著者 セジン・トプシュ
訳者 斎藤かぐみ
解説 神里達博
A5判 284ページ
定価:2,700円+税
ISBN978-4-909819-05-5
2019年6月30日初版第一刷発行
《本書は世界最大の核利用国フランスにおける原子力とデモクラシーとのつながり、いやむしろ落差に関する論考である。フランスの核事業複合体に対する公共的・社会的な批判活動、その変遷、高揚と低迷、再起を扱い、それが過去数十年にわたり事業者・国家・規制機関に対して、どのような問題を提起したかも視野に入れている。(中略)核事業をめぐる議論は著しい鎮静化の段階に入っていた。90年代終盤から〔核事業〕推進勢力は、気候変動に立ち向かう環境派というイメージを巧妙に打ち出しており、この新たなイメージ戦略が大きく効いていたのである。
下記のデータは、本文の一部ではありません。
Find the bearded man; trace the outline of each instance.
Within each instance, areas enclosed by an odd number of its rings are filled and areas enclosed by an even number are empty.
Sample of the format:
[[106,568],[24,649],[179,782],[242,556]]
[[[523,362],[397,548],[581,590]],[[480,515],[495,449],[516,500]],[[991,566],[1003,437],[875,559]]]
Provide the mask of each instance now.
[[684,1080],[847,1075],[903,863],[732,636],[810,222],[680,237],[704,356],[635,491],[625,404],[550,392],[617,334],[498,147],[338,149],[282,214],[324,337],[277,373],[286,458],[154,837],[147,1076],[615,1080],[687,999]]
》(本書p.14-15、「日本語のための序章」より)
科学史家・科学社会学者セジン・トプシュはフランス国立学術研究センター(CNRS)研究員。本書の原著書は、2011 年 3 月以前にトプシュが完成させていた博士論文が骨子となっています。出版へ向け最終段階に入っていたそのときに、東日本大震災が起こり、福島第一原発事故が発生しました。トプシュは日本にかんする論考をさらに加筆し、2013 年、スイユ社から出版されました。